Fig 4. Across species analysis of LCORL retrocopies.
(A) SNVs within the LCORL retrocopies as compared to the parent LCORL gene were used to reconstruct the equine phylogenetic tree indicating that the retrocopy inserted prior to Equus divergence. Approximately unbiased p-values indicating the strength of the clustering are shown at each node. LCORL parent gene sequences were obtained from three recent equine genome assemblies: EquCab3.0 (E. caballus), UCLA_HA_Equagga_1.0 (E. quagga) and ASM1607732v2 (E. asinus). (B) WGS reads spanning an LCORL exon-exon junction indicative of the presence of a retrocopy are observed in all Equids (top) while absent from tapirs and rhinoceroses (bottom).

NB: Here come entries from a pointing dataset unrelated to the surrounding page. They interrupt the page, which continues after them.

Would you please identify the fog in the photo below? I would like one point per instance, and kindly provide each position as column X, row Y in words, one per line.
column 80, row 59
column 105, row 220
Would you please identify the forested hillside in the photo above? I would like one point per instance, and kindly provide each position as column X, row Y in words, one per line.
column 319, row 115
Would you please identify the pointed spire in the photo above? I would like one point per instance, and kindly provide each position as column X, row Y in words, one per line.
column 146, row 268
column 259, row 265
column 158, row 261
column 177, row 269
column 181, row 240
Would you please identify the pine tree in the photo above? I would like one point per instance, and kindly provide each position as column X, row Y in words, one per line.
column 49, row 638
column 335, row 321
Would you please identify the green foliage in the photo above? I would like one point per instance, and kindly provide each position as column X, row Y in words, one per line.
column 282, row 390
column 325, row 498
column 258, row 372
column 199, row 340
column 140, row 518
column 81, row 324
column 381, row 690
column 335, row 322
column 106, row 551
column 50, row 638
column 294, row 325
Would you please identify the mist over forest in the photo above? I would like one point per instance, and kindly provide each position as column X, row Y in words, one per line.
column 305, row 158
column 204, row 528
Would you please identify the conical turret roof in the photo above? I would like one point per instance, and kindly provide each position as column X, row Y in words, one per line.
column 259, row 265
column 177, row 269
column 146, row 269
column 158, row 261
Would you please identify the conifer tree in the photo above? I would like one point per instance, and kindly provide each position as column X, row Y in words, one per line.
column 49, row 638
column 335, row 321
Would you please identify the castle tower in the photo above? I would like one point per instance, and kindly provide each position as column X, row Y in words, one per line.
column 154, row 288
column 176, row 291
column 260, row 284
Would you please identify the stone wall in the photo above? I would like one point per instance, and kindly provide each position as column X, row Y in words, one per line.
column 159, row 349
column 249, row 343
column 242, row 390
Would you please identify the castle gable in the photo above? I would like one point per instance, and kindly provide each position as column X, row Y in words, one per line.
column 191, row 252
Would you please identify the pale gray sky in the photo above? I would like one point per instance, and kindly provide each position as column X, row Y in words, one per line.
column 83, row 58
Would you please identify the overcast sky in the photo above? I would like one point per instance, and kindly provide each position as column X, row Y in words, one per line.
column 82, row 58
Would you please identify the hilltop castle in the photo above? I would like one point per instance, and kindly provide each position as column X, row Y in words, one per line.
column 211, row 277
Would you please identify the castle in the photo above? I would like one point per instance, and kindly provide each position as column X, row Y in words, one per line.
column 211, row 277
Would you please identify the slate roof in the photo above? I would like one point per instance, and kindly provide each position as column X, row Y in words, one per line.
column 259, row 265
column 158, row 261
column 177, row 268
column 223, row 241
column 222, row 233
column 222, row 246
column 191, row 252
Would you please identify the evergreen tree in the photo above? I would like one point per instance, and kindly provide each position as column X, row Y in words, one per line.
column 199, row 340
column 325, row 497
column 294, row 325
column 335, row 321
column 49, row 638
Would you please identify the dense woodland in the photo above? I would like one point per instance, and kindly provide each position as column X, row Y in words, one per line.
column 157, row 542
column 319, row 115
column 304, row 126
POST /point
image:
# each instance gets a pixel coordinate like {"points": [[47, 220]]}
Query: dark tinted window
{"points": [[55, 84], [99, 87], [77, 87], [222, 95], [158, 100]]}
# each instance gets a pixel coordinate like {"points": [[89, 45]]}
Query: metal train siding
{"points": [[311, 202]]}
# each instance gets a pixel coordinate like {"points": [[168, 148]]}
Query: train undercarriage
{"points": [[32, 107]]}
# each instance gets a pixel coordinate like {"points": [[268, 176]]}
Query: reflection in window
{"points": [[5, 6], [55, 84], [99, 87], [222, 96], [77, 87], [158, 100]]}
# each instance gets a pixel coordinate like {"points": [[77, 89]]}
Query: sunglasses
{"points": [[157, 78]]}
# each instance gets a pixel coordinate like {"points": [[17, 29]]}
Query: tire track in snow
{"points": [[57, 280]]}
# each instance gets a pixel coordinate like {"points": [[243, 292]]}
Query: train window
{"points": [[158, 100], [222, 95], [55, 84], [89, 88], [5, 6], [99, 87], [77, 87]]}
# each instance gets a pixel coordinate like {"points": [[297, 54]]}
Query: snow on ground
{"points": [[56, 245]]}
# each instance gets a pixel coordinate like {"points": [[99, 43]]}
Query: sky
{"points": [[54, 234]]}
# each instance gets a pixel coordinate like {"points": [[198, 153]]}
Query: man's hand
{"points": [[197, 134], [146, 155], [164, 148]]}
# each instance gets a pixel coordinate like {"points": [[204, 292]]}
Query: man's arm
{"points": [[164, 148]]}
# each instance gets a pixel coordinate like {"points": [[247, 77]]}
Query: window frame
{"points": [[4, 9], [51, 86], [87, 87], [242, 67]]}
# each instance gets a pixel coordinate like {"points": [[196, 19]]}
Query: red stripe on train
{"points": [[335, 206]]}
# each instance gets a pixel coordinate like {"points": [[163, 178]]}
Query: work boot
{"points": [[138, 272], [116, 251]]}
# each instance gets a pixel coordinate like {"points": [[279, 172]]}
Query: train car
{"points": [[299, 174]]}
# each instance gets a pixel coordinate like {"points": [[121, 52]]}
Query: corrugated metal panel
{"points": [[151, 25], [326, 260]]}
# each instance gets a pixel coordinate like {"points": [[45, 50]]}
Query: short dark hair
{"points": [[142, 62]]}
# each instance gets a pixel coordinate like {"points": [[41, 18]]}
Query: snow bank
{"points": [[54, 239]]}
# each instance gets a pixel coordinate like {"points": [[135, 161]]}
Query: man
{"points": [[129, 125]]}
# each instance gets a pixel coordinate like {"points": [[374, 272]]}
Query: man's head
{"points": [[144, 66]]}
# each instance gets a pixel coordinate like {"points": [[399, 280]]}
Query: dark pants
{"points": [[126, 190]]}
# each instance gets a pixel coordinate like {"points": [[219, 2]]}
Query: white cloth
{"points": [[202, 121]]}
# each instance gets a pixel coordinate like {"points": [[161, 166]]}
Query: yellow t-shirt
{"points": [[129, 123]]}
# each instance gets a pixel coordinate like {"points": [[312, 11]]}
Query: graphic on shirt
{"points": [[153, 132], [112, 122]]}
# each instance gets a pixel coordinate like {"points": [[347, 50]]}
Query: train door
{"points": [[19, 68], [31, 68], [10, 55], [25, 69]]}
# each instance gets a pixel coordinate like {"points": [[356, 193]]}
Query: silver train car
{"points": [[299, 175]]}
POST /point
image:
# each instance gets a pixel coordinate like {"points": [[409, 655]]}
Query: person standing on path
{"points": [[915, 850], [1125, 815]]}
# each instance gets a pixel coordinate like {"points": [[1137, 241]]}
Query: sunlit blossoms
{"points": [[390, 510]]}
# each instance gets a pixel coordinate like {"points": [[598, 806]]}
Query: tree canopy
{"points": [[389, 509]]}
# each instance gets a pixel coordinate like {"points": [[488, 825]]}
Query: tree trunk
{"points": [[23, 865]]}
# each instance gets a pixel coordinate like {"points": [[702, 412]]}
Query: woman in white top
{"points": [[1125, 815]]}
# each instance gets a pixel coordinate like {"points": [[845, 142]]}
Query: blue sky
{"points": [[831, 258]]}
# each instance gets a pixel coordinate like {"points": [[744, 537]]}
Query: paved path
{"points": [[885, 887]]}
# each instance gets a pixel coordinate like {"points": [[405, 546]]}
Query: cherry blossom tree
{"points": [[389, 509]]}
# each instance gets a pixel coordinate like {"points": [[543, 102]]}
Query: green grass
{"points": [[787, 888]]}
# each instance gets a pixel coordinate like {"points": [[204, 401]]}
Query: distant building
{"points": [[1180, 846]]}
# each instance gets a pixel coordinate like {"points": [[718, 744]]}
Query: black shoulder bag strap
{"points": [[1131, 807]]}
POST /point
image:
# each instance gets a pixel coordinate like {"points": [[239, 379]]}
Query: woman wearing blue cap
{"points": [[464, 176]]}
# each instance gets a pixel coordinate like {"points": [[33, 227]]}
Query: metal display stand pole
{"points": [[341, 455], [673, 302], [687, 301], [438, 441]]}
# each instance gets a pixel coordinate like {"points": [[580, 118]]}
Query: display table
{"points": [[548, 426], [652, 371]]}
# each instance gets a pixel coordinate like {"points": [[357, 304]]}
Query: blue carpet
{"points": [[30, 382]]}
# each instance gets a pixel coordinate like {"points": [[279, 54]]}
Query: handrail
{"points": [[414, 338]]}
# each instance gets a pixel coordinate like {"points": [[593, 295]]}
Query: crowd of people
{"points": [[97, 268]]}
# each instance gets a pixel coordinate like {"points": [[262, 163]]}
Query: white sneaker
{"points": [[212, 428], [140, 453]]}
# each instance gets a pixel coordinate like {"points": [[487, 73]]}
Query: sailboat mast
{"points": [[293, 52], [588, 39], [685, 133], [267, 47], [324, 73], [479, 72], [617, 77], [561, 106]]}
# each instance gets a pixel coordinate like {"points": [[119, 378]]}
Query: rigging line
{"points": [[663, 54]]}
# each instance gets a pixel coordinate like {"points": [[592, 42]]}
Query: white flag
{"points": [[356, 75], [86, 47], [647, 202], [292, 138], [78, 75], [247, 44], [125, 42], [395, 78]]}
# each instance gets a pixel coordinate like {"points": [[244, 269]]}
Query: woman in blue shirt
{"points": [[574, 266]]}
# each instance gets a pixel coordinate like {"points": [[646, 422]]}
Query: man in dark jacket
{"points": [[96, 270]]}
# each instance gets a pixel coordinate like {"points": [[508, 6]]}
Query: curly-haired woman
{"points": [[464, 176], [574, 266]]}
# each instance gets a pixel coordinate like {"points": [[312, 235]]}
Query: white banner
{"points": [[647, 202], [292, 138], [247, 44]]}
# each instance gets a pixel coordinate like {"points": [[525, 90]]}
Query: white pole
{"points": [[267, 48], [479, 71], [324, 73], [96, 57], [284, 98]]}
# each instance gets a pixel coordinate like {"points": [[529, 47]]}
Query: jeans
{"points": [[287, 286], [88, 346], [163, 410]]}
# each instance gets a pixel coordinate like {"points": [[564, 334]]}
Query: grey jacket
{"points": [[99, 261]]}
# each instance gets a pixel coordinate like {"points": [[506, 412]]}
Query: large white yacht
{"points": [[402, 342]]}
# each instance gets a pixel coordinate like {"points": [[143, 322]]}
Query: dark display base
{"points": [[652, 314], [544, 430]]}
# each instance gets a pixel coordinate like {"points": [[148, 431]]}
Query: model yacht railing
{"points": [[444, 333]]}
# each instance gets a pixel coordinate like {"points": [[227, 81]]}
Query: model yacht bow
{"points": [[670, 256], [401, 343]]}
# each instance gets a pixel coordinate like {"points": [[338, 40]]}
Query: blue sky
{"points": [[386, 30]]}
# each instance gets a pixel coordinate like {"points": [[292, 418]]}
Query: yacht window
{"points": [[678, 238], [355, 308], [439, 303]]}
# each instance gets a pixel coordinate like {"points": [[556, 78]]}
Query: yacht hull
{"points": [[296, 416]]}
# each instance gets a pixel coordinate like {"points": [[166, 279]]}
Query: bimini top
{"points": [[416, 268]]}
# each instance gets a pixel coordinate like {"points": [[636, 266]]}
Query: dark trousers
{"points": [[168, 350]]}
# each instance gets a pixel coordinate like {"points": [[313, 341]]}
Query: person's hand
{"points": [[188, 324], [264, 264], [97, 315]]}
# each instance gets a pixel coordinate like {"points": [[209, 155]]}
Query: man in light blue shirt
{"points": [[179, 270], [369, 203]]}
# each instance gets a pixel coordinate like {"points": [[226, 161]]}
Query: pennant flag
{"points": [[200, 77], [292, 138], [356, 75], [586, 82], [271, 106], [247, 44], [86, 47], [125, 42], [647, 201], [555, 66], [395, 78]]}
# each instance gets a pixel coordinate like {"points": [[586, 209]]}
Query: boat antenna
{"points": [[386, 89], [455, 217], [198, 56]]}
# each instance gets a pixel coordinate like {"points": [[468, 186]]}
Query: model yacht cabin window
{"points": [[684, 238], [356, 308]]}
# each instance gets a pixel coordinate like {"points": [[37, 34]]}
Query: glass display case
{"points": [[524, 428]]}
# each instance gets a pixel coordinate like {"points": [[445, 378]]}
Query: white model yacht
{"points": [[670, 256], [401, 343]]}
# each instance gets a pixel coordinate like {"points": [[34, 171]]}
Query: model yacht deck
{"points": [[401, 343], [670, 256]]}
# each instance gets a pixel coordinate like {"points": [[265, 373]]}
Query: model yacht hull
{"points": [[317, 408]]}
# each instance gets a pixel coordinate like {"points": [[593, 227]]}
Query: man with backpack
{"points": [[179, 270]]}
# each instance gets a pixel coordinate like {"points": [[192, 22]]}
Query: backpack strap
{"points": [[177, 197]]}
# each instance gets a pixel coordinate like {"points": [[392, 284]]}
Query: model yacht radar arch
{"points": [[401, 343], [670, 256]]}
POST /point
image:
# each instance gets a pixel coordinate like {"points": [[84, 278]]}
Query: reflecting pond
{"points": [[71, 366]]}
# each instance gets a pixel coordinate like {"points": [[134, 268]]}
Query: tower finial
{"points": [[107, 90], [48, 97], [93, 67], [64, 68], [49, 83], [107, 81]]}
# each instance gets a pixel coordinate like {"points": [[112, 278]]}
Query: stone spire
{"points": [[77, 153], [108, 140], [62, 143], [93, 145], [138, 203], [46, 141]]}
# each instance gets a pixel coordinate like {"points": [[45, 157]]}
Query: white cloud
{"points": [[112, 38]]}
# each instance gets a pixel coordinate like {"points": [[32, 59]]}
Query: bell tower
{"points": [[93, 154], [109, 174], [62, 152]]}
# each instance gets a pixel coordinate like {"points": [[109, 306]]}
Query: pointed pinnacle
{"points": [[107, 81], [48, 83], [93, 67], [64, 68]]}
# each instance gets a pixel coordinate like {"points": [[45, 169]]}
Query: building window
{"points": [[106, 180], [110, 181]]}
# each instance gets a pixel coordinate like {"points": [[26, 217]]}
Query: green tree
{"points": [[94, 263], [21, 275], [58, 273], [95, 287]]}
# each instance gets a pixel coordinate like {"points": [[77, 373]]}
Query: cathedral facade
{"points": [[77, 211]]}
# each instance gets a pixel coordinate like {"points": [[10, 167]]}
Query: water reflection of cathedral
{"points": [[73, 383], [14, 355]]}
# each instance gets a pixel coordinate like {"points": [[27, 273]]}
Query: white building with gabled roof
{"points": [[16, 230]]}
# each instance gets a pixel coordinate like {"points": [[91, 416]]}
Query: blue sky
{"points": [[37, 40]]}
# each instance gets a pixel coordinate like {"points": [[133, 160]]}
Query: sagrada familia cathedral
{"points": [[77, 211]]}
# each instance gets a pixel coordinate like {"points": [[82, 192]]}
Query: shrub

Since variants exist within the duplicated copies of the LCORL retrocopy at varying allele frequencies, we compared the single haplotype retrocopy sequences present within the EquCab2.0, ASM1607732v2 and UCLA_HA_Equagga_1.0 references assemblies to their parent gene sequences in order to estimate how old the LCORL retrocopy was (S12 Table). Estimates ranged from 12.2 to 21.7 MYA, with an average age estimate of 18.0 MYA (95% CI 17.0–19.0 MYA). The age of the retrotransposition placed this event much deeper than the branching of the extant Equus genus, which lead us to explore the timing relative to evolutionary changes that occurred within the Equidae family. The estimate of the time of the LCORL retrocopy insertion was compared to the increase in body weight, decrease in digit number, and continued increase in the size of the middle phalanx during equid evolution (Fig 5).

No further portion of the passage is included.